News

Texton’s shareholders vote against share repurchase

08 January 2019

Shareholders of Texton Property Fund have voted against the repurchase of shares in terms of the put option related to Texton’s 2014 broad-based black economic empowerment (BBBEE) deal, the company noted in a statement on Monday.

Under the terms of the transaction, Texton Broadbased Empowerment RF, a BEE vehicle, acquired Texton shares funded by a loan from the Public Investment Corporation (PIC). Texton agreed to a put option as security for the BEE vehicle’s loan, subject to various terms and conditions, the most important being the requirement that shareholder approval be obtained for the acquisition of the shares under the put option.

The high turnout at Texton’s general meeting on December 28, 2018, saw active shareholders making an unambiguous vote against the repurchase, with 99.99% of those who voted voting against the share repurchase. Nearly 278-million shares were eligible to vote of which nearly 234-million, or 76% of the eligible votes, elected to participate. Shares that did not qualify to vote included treasury shares and those held by the PIC and Texton Broadbased Empowerment RF.

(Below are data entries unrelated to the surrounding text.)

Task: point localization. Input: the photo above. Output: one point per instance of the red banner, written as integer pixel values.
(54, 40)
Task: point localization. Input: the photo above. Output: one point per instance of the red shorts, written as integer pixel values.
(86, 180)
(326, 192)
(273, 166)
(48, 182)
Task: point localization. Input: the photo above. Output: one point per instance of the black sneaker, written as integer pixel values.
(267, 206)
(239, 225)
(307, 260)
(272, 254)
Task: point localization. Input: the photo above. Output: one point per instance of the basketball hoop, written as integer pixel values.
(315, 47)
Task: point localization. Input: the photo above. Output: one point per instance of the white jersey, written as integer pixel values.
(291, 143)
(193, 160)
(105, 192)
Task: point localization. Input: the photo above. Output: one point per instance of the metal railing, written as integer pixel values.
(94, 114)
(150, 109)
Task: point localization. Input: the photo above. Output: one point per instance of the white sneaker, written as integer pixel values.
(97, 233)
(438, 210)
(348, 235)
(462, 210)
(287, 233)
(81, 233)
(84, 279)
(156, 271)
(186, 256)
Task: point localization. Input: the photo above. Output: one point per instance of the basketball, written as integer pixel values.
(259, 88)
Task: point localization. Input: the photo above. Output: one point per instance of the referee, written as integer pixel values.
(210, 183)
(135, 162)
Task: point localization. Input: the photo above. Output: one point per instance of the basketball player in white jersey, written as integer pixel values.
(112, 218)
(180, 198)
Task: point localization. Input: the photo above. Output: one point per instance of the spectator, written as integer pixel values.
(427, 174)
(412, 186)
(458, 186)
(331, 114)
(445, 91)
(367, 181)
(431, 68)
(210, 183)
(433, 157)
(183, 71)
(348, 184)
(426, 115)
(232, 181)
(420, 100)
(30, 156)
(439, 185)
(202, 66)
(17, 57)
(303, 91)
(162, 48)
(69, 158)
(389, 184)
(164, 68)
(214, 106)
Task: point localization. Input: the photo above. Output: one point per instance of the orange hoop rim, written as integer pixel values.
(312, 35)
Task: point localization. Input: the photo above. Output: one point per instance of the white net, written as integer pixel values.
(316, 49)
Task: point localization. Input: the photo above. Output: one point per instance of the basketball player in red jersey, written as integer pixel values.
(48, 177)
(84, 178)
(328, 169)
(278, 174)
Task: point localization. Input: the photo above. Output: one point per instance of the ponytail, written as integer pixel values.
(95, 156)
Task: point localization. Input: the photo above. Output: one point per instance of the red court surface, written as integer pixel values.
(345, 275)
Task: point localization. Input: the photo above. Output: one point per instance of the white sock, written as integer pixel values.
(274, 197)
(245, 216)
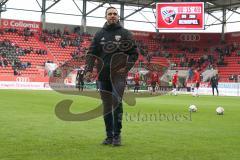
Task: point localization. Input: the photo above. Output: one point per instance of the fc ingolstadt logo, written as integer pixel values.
(168, 14)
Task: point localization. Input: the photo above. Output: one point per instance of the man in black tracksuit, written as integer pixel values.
(214, 83)
(115, 51)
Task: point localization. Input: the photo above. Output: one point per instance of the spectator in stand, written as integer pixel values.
(154, 82)
(214, 84)
(175, 83)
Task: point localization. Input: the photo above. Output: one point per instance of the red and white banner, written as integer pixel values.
(188, 15)
(20, 24)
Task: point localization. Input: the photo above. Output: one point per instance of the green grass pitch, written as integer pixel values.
(30, 130)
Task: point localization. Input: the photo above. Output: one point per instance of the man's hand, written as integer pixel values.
(87, 76)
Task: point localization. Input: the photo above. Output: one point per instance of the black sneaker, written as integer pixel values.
(107, 141)
(116, 141)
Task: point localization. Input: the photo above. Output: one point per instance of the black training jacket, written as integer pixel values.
(114, 48)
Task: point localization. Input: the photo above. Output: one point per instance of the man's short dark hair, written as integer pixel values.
(111, 7)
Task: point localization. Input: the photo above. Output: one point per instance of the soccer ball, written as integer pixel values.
(220, 110)
(192, 108)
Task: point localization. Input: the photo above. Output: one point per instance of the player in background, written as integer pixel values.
(196, 81)
(175, 83)
(136, 80)
(80, 79)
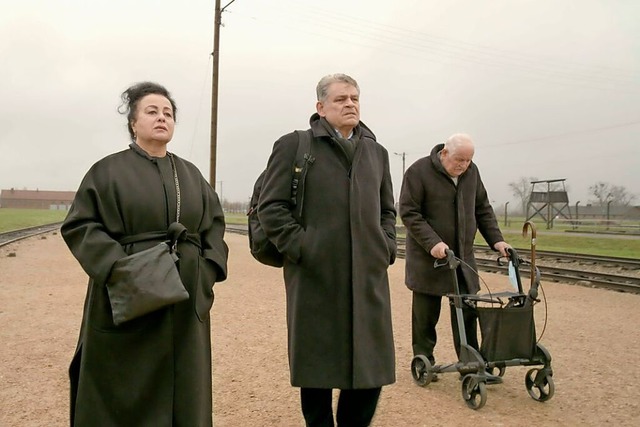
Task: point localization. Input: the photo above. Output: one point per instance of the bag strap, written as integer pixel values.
(304, 159)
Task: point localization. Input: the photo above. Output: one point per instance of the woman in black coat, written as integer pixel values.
(154, 370)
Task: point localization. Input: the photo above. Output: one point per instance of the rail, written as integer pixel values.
(620, 274)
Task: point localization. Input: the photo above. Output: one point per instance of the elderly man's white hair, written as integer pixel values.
(456, 141)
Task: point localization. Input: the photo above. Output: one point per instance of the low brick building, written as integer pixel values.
(36, 199)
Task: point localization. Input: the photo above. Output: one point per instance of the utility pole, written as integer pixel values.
(214, 90)
(403, 156)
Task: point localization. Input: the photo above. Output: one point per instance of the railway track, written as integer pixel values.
(14, 235)
(620, 274)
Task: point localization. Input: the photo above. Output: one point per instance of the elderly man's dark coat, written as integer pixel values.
(154, 370)
(335, 272)
(433, 209)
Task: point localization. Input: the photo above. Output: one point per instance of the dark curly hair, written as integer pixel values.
(134, 94)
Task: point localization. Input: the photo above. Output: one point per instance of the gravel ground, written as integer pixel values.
(592, 334)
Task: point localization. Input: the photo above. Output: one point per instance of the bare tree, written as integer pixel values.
(605, 192)
(522, 190)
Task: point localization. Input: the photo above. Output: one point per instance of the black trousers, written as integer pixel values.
(355, 407)
(425, 313)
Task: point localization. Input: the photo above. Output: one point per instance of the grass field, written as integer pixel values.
(14, 219)
(547, 240)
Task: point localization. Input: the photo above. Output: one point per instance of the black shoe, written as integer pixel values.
(493, 379)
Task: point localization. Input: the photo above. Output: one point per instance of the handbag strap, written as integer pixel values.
(175, 178)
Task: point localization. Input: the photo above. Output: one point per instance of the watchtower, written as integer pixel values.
(549, 201)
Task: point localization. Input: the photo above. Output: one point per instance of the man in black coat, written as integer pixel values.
(443, 203)
(336, 258)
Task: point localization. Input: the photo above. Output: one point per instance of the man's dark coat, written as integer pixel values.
(335, 272)
(154, 370)
(433, 209)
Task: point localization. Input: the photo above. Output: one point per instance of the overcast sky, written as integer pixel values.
(547, 88)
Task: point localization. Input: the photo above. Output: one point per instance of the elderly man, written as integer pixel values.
(335, 266)
(443, 203)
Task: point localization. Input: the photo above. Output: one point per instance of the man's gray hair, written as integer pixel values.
(456, 141)
(326, 81)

About 10% of the eligible votes abstained from voting. The general meeting was called after, first, a loan default occurred when the minimum share cover ratio was breached as Texton’s share price remained lower than the original issue price. Further, in August and September 2018, the PIC gave notice that it was exercising the put option.

The put option was conditional on receiving the necessary shareholder and regulatory approvals required to repurchase the BEE shares, equalling 13.79% of Texton’s issued ordinary share capital. The put option repurchase price equated to R12.90 per Texton share. Compared with the closing price of Texton shares of R4.10 on the last practicable date, November 20, 2018, this represented a premium of about 215% to the market price.

Based on legal advice received from two separate senior counsel and after having followed the prescribed legal processes in terms of the contract, the shareholders’ no vote means that Texton is released from its obligation to repurchase shares in terms of the put option.

“This matter is the last of a number of legacy issues that has created uncertainty for Texton investors. Given the outcome of this vote, we now look forward to working with all shareholders to regain the value that has been lost over the last number of years and to place them in the position that they were initially in,” Texton Property Fund CEO Marius Muller commented.